Tokens: the invisible currency powering the generative AI economy

Decode · May 29, 2026

Have you ever used Claude Code and suddenly received a message telling you that you had exhausted your message quota and needed to upgrade your subscription or top up your account? Rest assured, you are not the only one to encounter this kind of alert. It appears when you have apparently used up all the tokens at your disposal.

In this module, you will learn what a token is and how tokens directly affect the cost and limits of these services.

What is a token?

When you type a message intended for an AI, the tool does not read your words as you write them. That is not part of its capabilities. Instead, it perceives the message as a sequence of small text fragments called "tokens."

For example, the word "learning" can be split into two tokens: "learn" and "ing." A short, common word like "cat" usually constitutes a single token. A long or rare word like "tokenisation" may be broken into three or four pieces.

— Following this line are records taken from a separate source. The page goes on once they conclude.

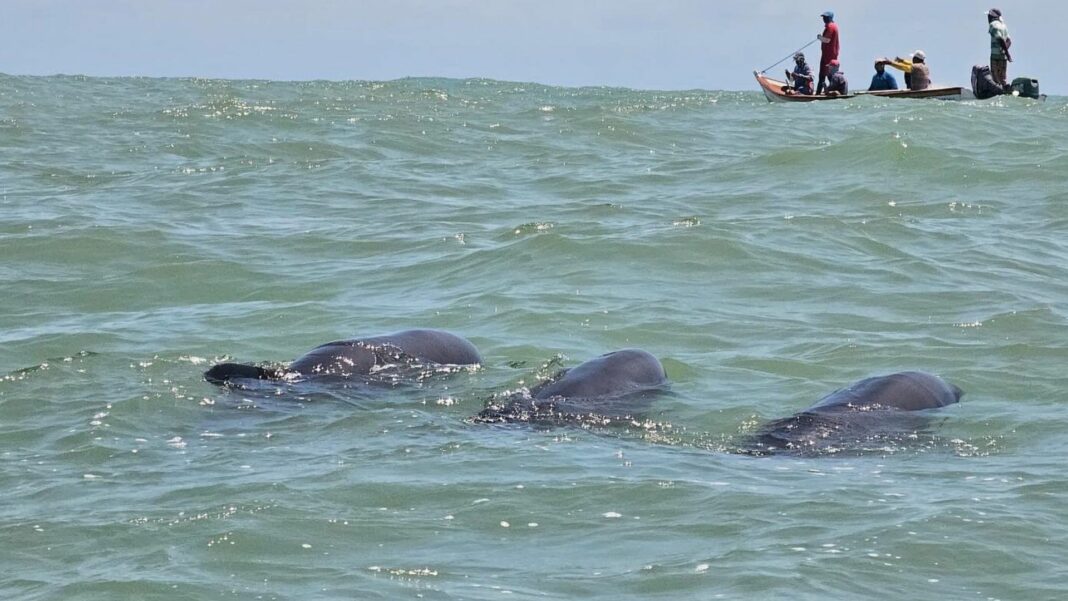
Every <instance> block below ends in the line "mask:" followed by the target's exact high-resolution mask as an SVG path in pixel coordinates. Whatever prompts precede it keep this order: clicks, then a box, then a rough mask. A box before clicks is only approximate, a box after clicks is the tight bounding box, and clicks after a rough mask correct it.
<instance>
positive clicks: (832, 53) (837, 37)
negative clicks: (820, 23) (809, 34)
mask: <svg viewBox="0 0 1068 601" xmlns="http://www.w3.org/2000/svg"><path fill="white" fill-rule="evenodd" d="M819 16H820V17H823V33H820V34H817V35H816V38H817V39H819V41H820V42H821V43H822V45H821V46H820V50H821V52H820V54H819V84H818V85H817V86H816V94H822V93H823V81H824V80H826V79H827V77H828V75H830V68H829V66H830V64H831V61H836V60H838V23H836V22H834V12H832V11H823V13H822V14H821V15H819Z"/></svg>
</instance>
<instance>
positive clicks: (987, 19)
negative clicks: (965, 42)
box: [987, 9, 1012, 88]
mask: <svg viewBox="0 0 1068 601" xmlns="http://www.w3.org/2000/svg"><path fill="white" fill-rule="evenodd" d="M987 22H989V23H990V29H989V32H990V75H992V76H993V78H994V81H996V82H998V83H1000V84H1001V85H1002V86H1003V88H1004V86H1006V85H1008V64H1009V63H1010V62H1012V54H1010V53H1009V51H1008V48H1009V46H1011V45H1012V38H1011V37H1009V36H1008V27H1007V26H1006V25H1005V20H1004V19H1002V16H1001V11H999V10H998V9H990V10H989V11H987Z"/></svg>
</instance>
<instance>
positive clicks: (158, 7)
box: [0, 0, 1068, 95]
mask: <svg viewBox="0 0 1068 601" xmlns="http://www.w3.org/2000/svg"><path fill="white" fill-rule="evenodd" d="M991 1H994V2H998V4H996V6H998V7H999V9H1001V10H1002V11H1003V13H1004V14H1005V21H1006V23H1007V25H1008V28H1009V32H1010V34H1011V36H1012V54H1014V58H1015V59H1016V62H1014V63H1011V64H1009V78H1010V79H1011V78H1012V77H1017V76H1027V77H1034V78H1037V79H1039V81H1040V85H1041V91H1042V92H1043V93H1047V94H1057V95H1068V73H1066V70H1068V67H1066V61H1065V57H1068V35H1065V31H1066V28H1068V26H1066V25H1065V23H1068V2H1066V1H1065V0H1017V1H1014V2H1004V1H1002V0H984V1H981V2H979V1H975V0H927V1H926V2H895V3H891V2H885V1H881V2H877V1H875V0H839V1H837V2H828V1H823V0H820V1H810V0H779V1H770V0H748V1H736V0H0V73H6V74H11V75H54V74H68V75H90V76H150V77H209V78H233V79H276V80H310V79H331V80H354V79H359V80H389V79H397V78H402V77H450V78H468V77H485V78H491V79H500V80H507V81H523V82H538V83H546V84H552V85H611V86H626V88H635V89H653V90H692V89H703V90H754V91H755V90H756V89H757V88H756V82H755V81H754V79H753V75H752V73H753V70H754V69H756V70H760V69H764V68H766V67H769V66H770V65H771V64H772V63H774V62H775V61H778V60H780V59H782V58H784V57H787V56H789V54H791V53H792V51H794V50H796V49H798V48H799V47H801V46H802V45H804V44H807V43H808V42H811V41H813V39H815V36H816V34H817V33H819V32H820V31H821V29H822V21H821V19H820V18H819V14H820V13H821V12H823V11H826V10H832V11H834V12H835V14H836V20H837V21H838V26H839V28H841V31H842V56H841V59H842V63H843V69H844V70H845V72H846V74H847V76H848V77H849V79H850V83H851V86H853V88H866V84H867V81H868V80H869V79H870V76H871V74H873V73H874V69H873V62H874V60H875V58H877V57H880V56H891V57H893V56H906V54H908V53H911V52H912V51H913V50H916V49H923V50H924V51H925V52H926V53H927V63H928V65H929V66H930V68H931V75H932V79H933V80H935V82H936V83H940V84H957V85H969V78H970V75H971V67H972V65H973V64H978V63H986V62H988V60H989V48H990V46H989V44H990V41H989V35H988V34H987V19H986V16H985V13H986V11H987V10H988V9H990V7H991V4H990V2H991ZM921 6H922V7H921ZM805 52H806V56H808V58H810V62H816V58H817V57H818V53H819V48H818V45H816V44H813V45H812V46H810V47H808V48H806V50H805ZM786 65H787V63H783V64H780V65H778V66H776V67H775V68H774V70H773V72H772V73H775V74H780V73H782V69H783V68H785V67H786Z"/></svg>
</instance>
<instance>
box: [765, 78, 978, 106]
mask: <svg viewBox="0 0 1068 601" xmlns="http://www.w3.org/2000/svg"><path fill="white" fill-rule="evenodd" d="M753 77H755V78H756V82H757V83H759V84H760V90H761V91H764V96H765V97H766V98H767V99H768V101H769V102H812V101H815V100H842V99H844V98H855V97H857V96H878V97H880V98H937V99H939V100H960V99H961V98H962V97H963V94H964V89H963V88H960V86H946V88H928V89H927V90H880V91H878V92H867V91H863V92H857V93H854V94H849V95H847V96H827V95H807V94H786V93H784V92H783V88H784V86H785V85H786V82H785V81H780V80H778V79H772V78H770V77H768V76H767V75H765V74H763V73H757V72H753Z"/></svg>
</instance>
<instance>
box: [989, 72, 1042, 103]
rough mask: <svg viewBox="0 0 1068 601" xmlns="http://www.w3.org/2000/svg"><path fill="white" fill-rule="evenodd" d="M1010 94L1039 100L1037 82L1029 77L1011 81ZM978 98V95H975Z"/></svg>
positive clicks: (1021, 78) (1037, 83)
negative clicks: (1010, 89) (1012, 93)
mask: <svg viewBox="0 0 1068 601" xmlns="http://www.w3.org/2000/svg"><path fill="white" fill-rule="evenodd" d="M1012 92H1014V93H1016V94H1018V95H1020V96H1023V97H1024V98H1035V99H1036V100H1037V99H1038V98H1039V94H1038V80H1037V79H1032V78H1030V77H1018V78H1016V79H1014V80H1012ZM976 98H978V95H976Z"/></svg>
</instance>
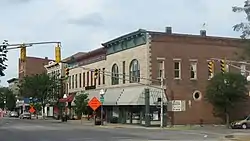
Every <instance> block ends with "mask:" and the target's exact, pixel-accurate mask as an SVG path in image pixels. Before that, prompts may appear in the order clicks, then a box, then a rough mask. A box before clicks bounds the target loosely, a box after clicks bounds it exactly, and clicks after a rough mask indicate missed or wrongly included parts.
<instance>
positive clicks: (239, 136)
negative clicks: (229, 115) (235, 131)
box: [220, 133, 250, 141]
mask: <svg viewBox="0 0 250 141" xmlns="http://www.w3.org/2000/svg"><path fill="white" fill-rule="evenodd" d="M220 141H250V135H249V134H247V133H235V134H230V135H226V136H224V137H222V138H221V139H220Z"/></svg>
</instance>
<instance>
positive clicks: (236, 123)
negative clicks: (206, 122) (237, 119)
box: [231, 115, 250, 129]
mask: <svg viewBox="0 0 250 141" xmlns="http://www.w3.org/2000/svg"><path fill="white" fill-rule="evenodd" d="M231 128H232V129H239V128H241V129H247V128H250V115H249V116H247V117H246V118H245V119H243V120H238V121H234V122H232V123H231Z"/></svg>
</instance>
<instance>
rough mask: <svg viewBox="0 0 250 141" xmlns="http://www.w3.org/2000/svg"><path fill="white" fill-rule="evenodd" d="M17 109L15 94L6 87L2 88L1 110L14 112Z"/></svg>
mask: <svg viewBox="0 0 250 141" xmlns="http://www.w3.org/2000/svg"><path fill="white" fill-rule="evenodd" d="M4 102H6V103H4ZM15 107H16V97H15V95H14V94H13V92H12V91H11V90H10V89H9V88H6V87H2V88H0V108H7V109H8V110H11V111H12V110H14V108H15Z"/></svg>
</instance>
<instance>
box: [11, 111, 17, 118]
mask: <svg viewBox="0 0 250 141" xmlns="http://www.w3.org/2000/svg"><path fill="white" fill-rule="evenodd" d="M10 117H16V118H17V117H18V113H17V112H16V111H12V112H10Z"/></svg>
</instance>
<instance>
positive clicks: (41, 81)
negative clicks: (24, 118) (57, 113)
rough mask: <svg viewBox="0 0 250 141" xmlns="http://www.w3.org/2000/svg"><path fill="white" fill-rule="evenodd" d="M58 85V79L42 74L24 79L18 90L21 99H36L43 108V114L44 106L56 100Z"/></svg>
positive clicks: (24, 77) (42, 73)
mask: <svg viewBox="0 0 250 141" xmlns="http://www.w3.org/2000/svg"><path fill="white" fill-rule="evenodd" d="M58 85H59V83H58V79H56V78H55V77H52V76H49V75H48V74H46V73H42V74H36V75H32V76H26V77H24V79H23V80H21V84H20V86H19V88H20V93H21V95H22V96H23V97H33V98H37V100H38V102H40V103H41V105H42V107H43V113H45V111H44V107H45V105H46V104H48V103H50V102H51V101H53V100H57V98H58V96H57V95H58V93H57V88H58Z"/></svg>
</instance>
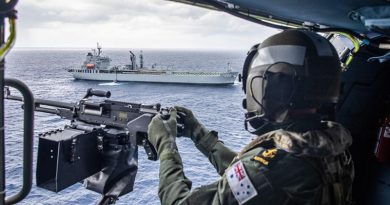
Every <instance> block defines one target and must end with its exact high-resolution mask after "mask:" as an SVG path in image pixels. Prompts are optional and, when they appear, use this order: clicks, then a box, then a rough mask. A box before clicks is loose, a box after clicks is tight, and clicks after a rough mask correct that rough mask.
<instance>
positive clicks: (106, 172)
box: [5, 87, 167, 204]
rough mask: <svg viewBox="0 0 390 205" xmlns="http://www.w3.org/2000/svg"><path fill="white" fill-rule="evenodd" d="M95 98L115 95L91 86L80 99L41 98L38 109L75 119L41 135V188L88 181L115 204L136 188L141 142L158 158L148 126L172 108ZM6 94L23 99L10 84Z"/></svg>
mask: <svg viewBox="0 0 390 205" xmlns="http://www.w3.org/2000/svg"><path fill="white" fill-rule="evenodd" d="M92 96H97V97H106V98H109V97H110V96H111V93H110V92H109V91H107V92H106V91H100V90H93V89H91V88H90V89H88V91H87V94H86V95H85V96H84V97H83V99H82V100H80V101H79V102H77V103H65V102H58V101H52V100H43V99H35V111H38V112H44V113H50V114H56V115H58V116H60V117H61V118H64V119H67V120H70V121H71V123H70V124H69V125H66V126H65V127H64V128H63V129H56V130H51V131H48V132H44V133H41V134H39V144H38V158H37V172H36V175H37V176H36V180H37V186H39V187H42V188H45V189H48V190H51V191H55V192H59V191H61V190H63V189H65V188H67V187H69V186H70V185H73V184H75V183H76V182H80V181H82V180H84V185H85V186H86V188H87V189H90V190H93V191H96V192H98V193H101V194H102V195H103V196H104V197H103V199H102V200H101V202H100V204H109V203H113V202H115V201H116V200H117V198H118V197H119V196H121V195H124V194H126V193H129V192H131V191H132V190H133V185H134V179H135V175H136V173H137V167H138V148H137V145H142V146H143V147H144V148H145V151H146V154H147V156H148V159H150V160H157V153H156V151H155V149H154V147H153V146H152V145H151V144H150V142H149V141H148V140H147V129H148V125H149V123H150V121H151V119H152V118H153V117H154V116H155V115H156V114H158V113H162V114H164V113H163V112H165V113H166V111H167V110H166V109H161V105H160V104H153V105H143V104H137V103H129V102H120V101H112V100H108V99H105V100H103V101H93V100H91V99H90V97H92ZM5 98H6V99H10V100H17V101H23V98H21V97H18V96H13V95H11V92H10V90H9V88H7V87H6V88H5ZM22 107H23V106H22Z"/></svg>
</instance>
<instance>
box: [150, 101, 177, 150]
mask: <svg viewBox="0 0 390 205" xmlns="http://www.w3.org/2000/svg"><path fill="white" fill-rule="evenodd" d="M176 113H177V112H176V109H174V108H172V109H171V110H170V112H169V114H170V116H169V118H168V119H167V120H163V119H162V118H161V115H156V116H154V117H153V119H152V121H151V122H150V124H149V126H148V140H149V142H150V143H151V144H152V145H153V146H154V148H155V149H156V151H157V153H158V156H159V157H160V156H161V154H162V153H163V151H167V152H170V151H177V146H176V142H175V139H176V135H177V127H176V126H177V122H176Z"/></svg>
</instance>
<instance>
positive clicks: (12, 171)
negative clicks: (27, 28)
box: [5, 49, 252, 205]
mask: <svg viewBox="0 0 390 205" xmlns="http://www.w3.org/2000/svg"><path fill="white" fill-rule="evenodd" d="M88 51H89V50H88V49H14V50H12V51H11V53H10V54H9V55H8V56H7V58H6V75H5V76H6V77H8V78H10V77H12V78H18V79H19V80H22V81H24V82H25V83H26V84H27V85H28V86H29V88H30V89H31V90H32V92H33V93H34V96H35V98H41V99H51V100H57V101H64V102H76V101H78V100H80V99H81V98H82V97H83V96H84V95H85V93H86V91H87V89H88V88H93V89H99V90H109V91H111V99H112V100H119V101H129V102H137V103H144V104H154V103H161V105H162V106H163V107H171V106H174V105H181V106H185V107H187V108H189V109H191V110H193V112H194V114H195V115H196V116H197V117H198V119H199V120H200V121H201V122H202V123H203V124H204V125H205V126H206V127H207V128H208V129H210V130H216V131H218V132H219V138H220V139H221V140H222V141H224V143H225V145H226V146H228V147H230V148H232V149H233V150H235V151H239V150H240V149H241V148H242V147H243V146H245V144H247V143H248V142H249V141H250V140H251V138H252V136H251V135H250V134H249V133H247V132H246V131H245V129H244V126H243V125H244V110H243V108H242V106H241V105H242V99H243V98H244V93H243V92H242V89H241V84H240V83H239V82H237V83H235V84H234V85H228V86H204V85H202V86H200V85H179V84H154V83H131V82H120V83H111V82H98V81H82V80H74V79H73V78H72V76H71V74H70V73H68V72H66V71H65V70H64V68H68V67H79V66H80V65H81V63H82V62H83V60H84V58H85V55H86V52H88ZM135 53H136V54H137V55H138V54H139V51H137V52H135ZM128 54H129V53H128V50H124V49H107V50H104V52H103V55H107V56H110V57H111V58H112V62H111V63H112V65H120V64H128V63H129V55H128ZM143 54H144V61H145V63H144V64H145V66H146V67H151V65H152V64H154V63H157V64H158V65H160V66H165V67H168V68H170V69H175V70H192V71H225V70H227V69H228V63H230V66H231V67H232V69H233V70H234V71H239V72H241V69H242V65H243V62H244V59H245V56H246V51H195V50H151V49H150V50H143ZM22 112H23V111H22V109H21V103H19V102H15V101H6V103H5V125H6V130H5V133H6V169H7V171H6V183H7V185H6V189H7V196H10V195H12V194H13V193H16V192H17V191H18V190H19V189H20V187H21V181H22V163H21V162H22V123H23V121H22V120H23V117H22ZM66 124H69V122H68V121H66V120H63V119H60V118H59V117H58V116H55V115H50V114H45V113H38V112H36V114H35V127H34V133H35V138H34V182H33V187H32V190H31V192H30V194H29V195H28V197H27V198H26V199H25V200H23V201H22V202H21V203H20V204H29V205H30V204H42V205H43V204H57V205H59V204H95V203H96V202H97V201H98V200H99V199H100V195H99V194H97V193H95V192H92V191H89V190H86V189H85V188H84V187H83V186H82V185H81V184H79V183H77V184H75V185H73V186H71V187H69V188H68V189H66V190H63V191H61V192H59V193H54V192H51V191H47V190H45V189H42V188H39V187H37V186H36V183H35V170H36V167H35V166H36V153H37V146H38V137H37V136H38V134H39V133H41V132H44V131H48V130H50V129H56V128H62V127H63V126H64V125H66ZM177 144H178V148H179V152H180V154H181V156H182V159H183V162H184V173H185V175H186V176H187V177H188V178H189V179H190V180H192V182H193V188H195V187H199V186H201V185H207V184H209V183H212V182H214V181H216V180H218V179H219V175H218V174H217V173H216V171H215V170H214V168H213V166H212V165H211V164H210V163H209V161H208V159H207V158H206V157H205V156H203V155H202V154H201V153H200V152H199V151H198V150H197V149H196V148H195V146H194V144H193V142H192V141H191V140H190V139H188V138H178V139H177ZM158 174H159V163H158V162H154V161H149V160H147V158H146V155H145V152H144V150H143V148H142V147H139V167H138V173H137V177H136V182H135V185H134V191H133V192H131V193H129V194H127V195H125V196H122V197H120V198H119V201H117V203H116V204H160V201H159V198H158V196H157V189H158V183H159V178H158Z"/></svg>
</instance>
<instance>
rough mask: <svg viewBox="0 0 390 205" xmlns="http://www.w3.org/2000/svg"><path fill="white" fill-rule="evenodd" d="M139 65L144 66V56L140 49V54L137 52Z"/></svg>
mask: <svg viewBox="0 0 390 205" xmlns="http://www.w3.org/2000/svg"><path fill="white" fill-rule="evenodd" d="M139 61H140V62H139V67H140V68H144V56H143V55H142V50H141V54H139Z"/></svg>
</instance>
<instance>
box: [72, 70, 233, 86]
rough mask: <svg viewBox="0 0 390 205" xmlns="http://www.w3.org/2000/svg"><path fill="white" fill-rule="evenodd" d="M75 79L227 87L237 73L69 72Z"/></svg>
mask: <svg viewBox="0 0 390 205" xmlns="http://www.w3.org/2000/svg"><path fill="white" fill-rule="evenodd" d="M69 72H71V73H72V74H73V77H74V78H75V79H80V80H96V81H122V82H152V83H180V84H205V85H227V84H233V83H234V81H235V80H236V78H237V75H238V73H237V72H226V73H217V72H216V73H202V72H147V73H145V72H116V73H115V72H107V71H97V70H90V71H88V70H87V71H85V70H84V71H83V70H69Z"/></svg>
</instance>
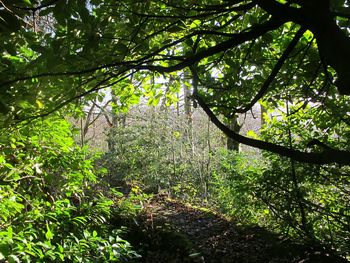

In English, a token is roughly equivalent to three-quarters of a word. A typical 10-word sentence contains around 13 to 15 tokens. Depending on the language, the process of splitting the sentence varies, as is the case in French.

How do providers make money from tokens?

The business model of all major AI providers — Anthropic, OpenAI, Google, Mistral — is based on token consumption.

What many people do not realize is that output tokens also factor into the bill, and they cost significantly more than input tokens — generally between 3 and 8 times more depending on the model. The reason is simple: generating a token is far more computationally demanding than reading one.

The hidden cost for businesses

Assessing the total cost of a generative AI product is considerably more complex, because tokens accumulate in ways that are easy to underestimate. A simple interaction that, from the user's perspective, looks like a two-line exchange may, behind the scenes, constitute a context of 20,000 or 30,000 tokens.

Beyond tokens: what comes next?

Tokens are something like the invisible currency of AI: most users never think about them, yet they determine what can be built, how much it costs, and how far a model can reason before hitting its limits.

For developers, understanding tokens means writing better prompts, choosing the right model for the task, and designing systems that do not waste context.

In conclusion, the companies that will use generative AI most effectively are not necessarily those with access to the best models.